I'm afraid I have to dispute this. I'm about as dedicated a Lisper as you'll find -- learned it at the feet of Bernie Greenberg, Gerry Sussman, and David Moon in the late 1970s, and still use it when I get the chance. (Oh and I think my Symbolics machine still works, though I haven't fired it up in several years.) I was around during the time you're probably thinking of -- the AI bubble of the mid-1980s -- and even then, Lisp was the language a lot of people loved to hate, if they knew anything about it at all.

There was some interest in Lisp, to be sure, but I think "fairly popular" is putting it too strongly. It has always been a fringe language.

On another note -- it struck me the other day that if history had gone a little differently, we might be using Dylan instead of JavaScript. Oh well...


I grant it may not be quite as important in the industry, but got a lot of popularity in Academia, and some very modest inroads in the industry.

But you're right, it never had the singular popularity that Javascript, Java, or Python now enjoy. Sorry if in my haste I gave a false impression. Not what I meant to imply.


What's with the strawman? CJefferson didn't even mention Javascript.

Javascript is not the only language that surpassed Lisp in popularity, far from it.

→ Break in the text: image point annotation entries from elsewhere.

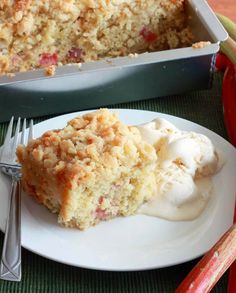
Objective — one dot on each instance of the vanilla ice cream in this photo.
(186, 162)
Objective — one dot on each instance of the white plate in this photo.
(136, 242)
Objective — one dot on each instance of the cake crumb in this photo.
(200, 45)
(135, 55)
(50, 70)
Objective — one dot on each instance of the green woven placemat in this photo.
(43, 275)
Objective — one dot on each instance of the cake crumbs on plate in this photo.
(50, 70)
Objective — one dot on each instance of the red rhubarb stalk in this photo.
(212, 266)
(229, 102)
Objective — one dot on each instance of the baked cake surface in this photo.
(35, 34)
(94, 169)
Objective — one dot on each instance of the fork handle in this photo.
(10, 268)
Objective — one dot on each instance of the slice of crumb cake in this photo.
(94, 169)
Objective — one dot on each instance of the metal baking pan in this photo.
(118, 80)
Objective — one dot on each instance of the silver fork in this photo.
(10, 267)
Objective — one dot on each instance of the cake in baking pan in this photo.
(46, 33)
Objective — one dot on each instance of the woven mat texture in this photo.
(43, 275)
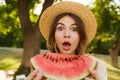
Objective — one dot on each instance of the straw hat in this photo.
(78, 9)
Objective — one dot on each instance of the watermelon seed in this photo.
(66, 59)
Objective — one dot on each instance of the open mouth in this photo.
(66, 44)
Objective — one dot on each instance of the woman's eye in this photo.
(60, 28)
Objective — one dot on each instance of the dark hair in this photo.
(81, 31)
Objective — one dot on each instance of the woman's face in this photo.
(66, 35)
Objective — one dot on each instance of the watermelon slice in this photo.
(57, 66)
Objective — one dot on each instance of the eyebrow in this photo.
(63, 24)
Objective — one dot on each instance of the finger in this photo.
(39, 76)
(94, 74)
(32, 75)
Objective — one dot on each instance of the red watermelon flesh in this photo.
(57, 66)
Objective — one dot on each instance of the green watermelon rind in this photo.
(50, 77)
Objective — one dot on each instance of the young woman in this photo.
(68, 27)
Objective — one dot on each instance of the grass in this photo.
(10, 59)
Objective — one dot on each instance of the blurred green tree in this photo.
(107, 13)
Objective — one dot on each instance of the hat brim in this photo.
(78, 9)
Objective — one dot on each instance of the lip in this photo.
(66, 45)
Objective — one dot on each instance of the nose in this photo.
(67, 34)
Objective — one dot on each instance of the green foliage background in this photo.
(106, 11)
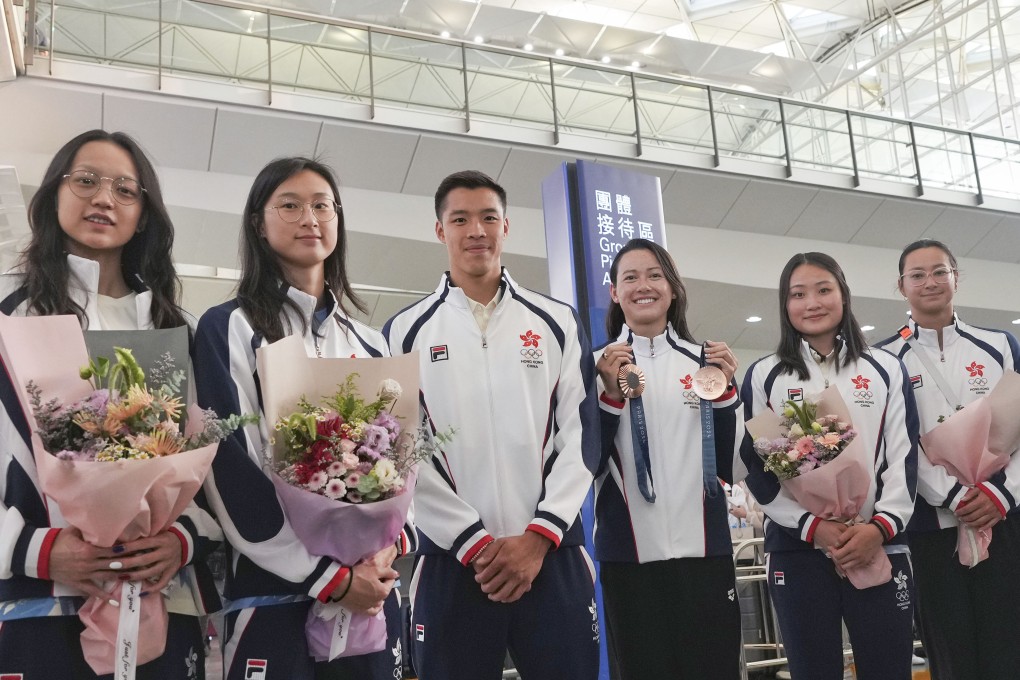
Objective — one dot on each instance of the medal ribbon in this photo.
(639, 438)
(126, 649)
(709, 474)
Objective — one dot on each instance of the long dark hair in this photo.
(676, 315)
(850, 331)
(927, 243)
(259, 293)
(145, 257)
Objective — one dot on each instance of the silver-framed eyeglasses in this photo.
(917, 277)
(86, 184)
(291, 211)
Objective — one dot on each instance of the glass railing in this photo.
(279, 51)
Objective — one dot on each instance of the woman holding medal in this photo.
(662, 531)
(100, 249)
(293, 281)
(821, 346)
(966, 614)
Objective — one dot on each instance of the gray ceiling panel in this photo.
(962, 229)
(437, 157)
(41, 122)
(701, 199)
(1002, 243)
(897, 222)
(367, 157)
(246, 141)
(768, 207)
(834, 215)
(161, 124)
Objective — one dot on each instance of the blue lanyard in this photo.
(639, 437)
(710, 476)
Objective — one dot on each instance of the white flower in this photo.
(336, 488)
(387, 473)
(317, 481)
(390, 390)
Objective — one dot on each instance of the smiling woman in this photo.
(665, 552)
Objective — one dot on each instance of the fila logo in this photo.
(255, 670)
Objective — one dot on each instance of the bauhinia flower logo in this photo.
(861, 382)
(530, 338)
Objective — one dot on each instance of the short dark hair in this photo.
(926, 243)
(788, 352)
(676, 315)
(466, 179)
(147, 256)
(259, 294)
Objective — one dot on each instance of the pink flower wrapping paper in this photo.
(344, 531)
(109, 503)
(973, 445)
(835, 490)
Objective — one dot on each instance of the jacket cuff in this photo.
(328, 582)
(187, 542)
(473, 547)
(808, 528)
(885, 525)
(610, 405)
(998, 497)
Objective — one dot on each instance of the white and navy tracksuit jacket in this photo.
(265, 556)
(683, 522)
(877, 393)
(521, 399)
(30, 522)
(972, 360)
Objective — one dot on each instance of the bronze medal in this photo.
(710, 382)
(631, 380)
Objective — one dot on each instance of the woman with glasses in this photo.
(293, 281)
(100, 249)
(662, 533)
(967, 615)
(821, 346)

It's more of a case-in-point than a straw man. Javascript is a great example of how unpredictable language popularity can be. The implicit argument, "Languages deserve the userbase they attract," is what's under attack.


One could use Javascript to argue that while midlevel languages tend to live in a sort of meritocracy that the very top level of languages always have some sort of immensely-powerful backer that they ride on. JS rode on top of Netscape at time when they were just that powerful. Java rode on Sun. C# and Objective C are there because of their powerful backers Microsoft and Apple.


An interesting idea. I wonderf if this means Go is destined for "greatness".


I think if they wanted to make it happen, they could. They don't seem to care to at the moment, but it's not hard to create plausible scenarios over the next few years where that changes.


I'm pretty sure the canonical example should be PHP. Javascript had a lot of things interesting about it and consistent function names. It's actually not a bad language.


It's a pretty bad language. There may be worse, but it's pretty bad.


Out of curiosity, who are you referencing as the $9m funded startup building Javascript frameworks?


I'm guessing Meteor.

Their rise has been <sunglasses> meteoric.